No new issues found. This is a clean, well-tested migration to structured outputs.

Update (commit f92fa73): Two defensive improvements.

Allow empty tasks list in EnvIntentSpec: Removed the @model_validator that enforced non-empty tasks. Empty tasks now legitimately maps to NoTask for static sandbox environments. The field description clearly documents this behavior.
Handle empty choices array in structured output validation: Added defensive check in check_structured_output_support() for when providers (Azure content-filter, Bedrock guardrails) return HTTP 200 with an empty choices list — preventing IndexError and surfacing it cleanly as a parse_error with response_route="empty".

Both changes include test updates. No issues found.

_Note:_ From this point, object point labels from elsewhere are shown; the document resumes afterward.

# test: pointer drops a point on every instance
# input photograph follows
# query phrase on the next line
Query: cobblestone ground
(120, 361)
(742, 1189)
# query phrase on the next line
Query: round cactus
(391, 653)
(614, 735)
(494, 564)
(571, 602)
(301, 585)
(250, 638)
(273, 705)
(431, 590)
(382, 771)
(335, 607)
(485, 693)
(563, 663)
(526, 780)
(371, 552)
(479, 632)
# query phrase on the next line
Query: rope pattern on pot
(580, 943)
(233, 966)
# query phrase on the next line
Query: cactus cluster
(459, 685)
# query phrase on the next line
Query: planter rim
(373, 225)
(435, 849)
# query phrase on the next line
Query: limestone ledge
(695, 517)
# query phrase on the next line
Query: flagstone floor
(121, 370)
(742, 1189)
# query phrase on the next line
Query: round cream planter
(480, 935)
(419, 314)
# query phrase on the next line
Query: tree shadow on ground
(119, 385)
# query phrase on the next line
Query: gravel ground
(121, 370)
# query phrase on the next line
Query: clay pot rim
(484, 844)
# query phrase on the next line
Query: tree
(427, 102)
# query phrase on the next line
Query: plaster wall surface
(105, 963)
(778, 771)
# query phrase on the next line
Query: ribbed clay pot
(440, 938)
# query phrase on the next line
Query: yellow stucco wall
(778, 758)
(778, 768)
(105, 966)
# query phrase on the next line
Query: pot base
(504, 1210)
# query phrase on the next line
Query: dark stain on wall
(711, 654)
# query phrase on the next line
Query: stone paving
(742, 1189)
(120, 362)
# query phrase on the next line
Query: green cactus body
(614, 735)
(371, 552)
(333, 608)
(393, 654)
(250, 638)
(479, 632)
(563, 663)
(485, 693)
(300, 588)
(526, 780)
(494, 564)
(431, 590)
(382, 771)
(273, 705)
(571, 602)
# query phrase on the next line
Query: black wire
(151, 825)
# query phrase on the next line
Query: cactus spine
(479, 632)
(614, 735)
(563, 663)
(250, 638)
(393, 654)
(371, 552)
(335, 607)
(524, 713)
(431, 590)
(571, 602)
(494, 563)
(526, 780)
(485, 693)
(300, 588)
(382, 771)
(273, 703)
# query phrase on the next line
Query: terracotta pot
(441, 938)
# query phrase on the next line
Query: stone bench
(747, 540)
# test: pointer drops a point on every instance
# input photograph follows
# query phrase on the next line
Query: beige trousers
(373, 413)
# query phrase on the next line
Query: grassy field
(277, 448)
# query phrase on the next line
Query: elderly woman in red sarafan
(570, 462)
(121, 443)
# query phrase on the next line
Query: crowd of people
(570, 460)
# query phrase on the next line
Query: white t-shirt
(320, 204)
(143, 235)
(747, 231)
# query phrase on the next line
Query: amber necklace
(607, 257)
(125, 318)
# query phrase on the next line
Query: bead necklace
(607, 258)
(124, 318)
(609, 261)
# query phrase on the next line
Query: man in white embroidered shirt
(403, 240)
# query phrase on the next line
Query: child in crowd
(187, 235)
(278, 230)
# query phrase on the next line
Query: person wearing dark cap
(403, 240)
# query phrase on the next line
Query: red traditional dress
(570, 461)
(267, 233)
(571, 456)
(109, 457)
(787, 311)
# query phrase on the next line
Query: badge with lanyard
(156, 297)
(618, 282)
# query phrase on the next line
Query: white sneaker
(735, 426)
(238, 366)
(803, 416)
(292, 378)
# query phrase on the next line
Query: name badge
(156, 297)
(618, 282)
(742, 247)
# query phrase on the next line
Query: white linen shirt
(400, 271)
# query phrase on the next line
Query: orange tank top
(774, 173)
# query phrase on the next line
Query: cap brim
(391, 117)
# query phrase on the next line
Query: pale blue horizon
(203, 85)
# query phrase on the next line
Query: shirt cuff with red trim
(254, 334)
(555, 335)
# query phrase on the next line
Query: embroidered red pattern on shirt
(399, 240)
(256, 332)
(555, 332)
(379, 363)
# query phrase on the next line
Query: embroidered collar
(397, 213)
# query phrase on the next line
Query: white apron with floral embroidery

greptile-apps · 2026-05-26T14:46:11Z

Greptile Summary

This PR introduces the first stage of the agentic environment-generation pipeline: an EnvGenAgent class that calls an OpenAI-compatible structured-outputs endpoint (NVIDIA hosted by default) and parses the response into a validated EnvIntentSpec Pydantic model.

EnvGenAgent — constructor runs two fail-fast wire checks (cheap ping then a structured-output probe with the full EnvIntentSpec schema) so misconfigured models are rejected before generate_spec is ever called; generate_spec uses response_format=json_schema exclusively, eliminating the prose-extraction fallback from the predecessor module.
structured_output_utils — schema munging, the NVIDIA DeepSeek reasoning_content channel fallback, and a deployment-validator probe that correctly guards against empty choices lists — though the sibling ping() function has the same gap and is not yet guarded.
CI & deps — a new agent_remote_e2e job gates live tests behind a secret-presence check; openai and pydantic>=2.0 are added to RUNTIME_DEPS.

Confidence Score: 4/5

Safe to merge with one small fix: ping() needs the same empty-choices guard that was already applied to check_structured_output_support in this PR.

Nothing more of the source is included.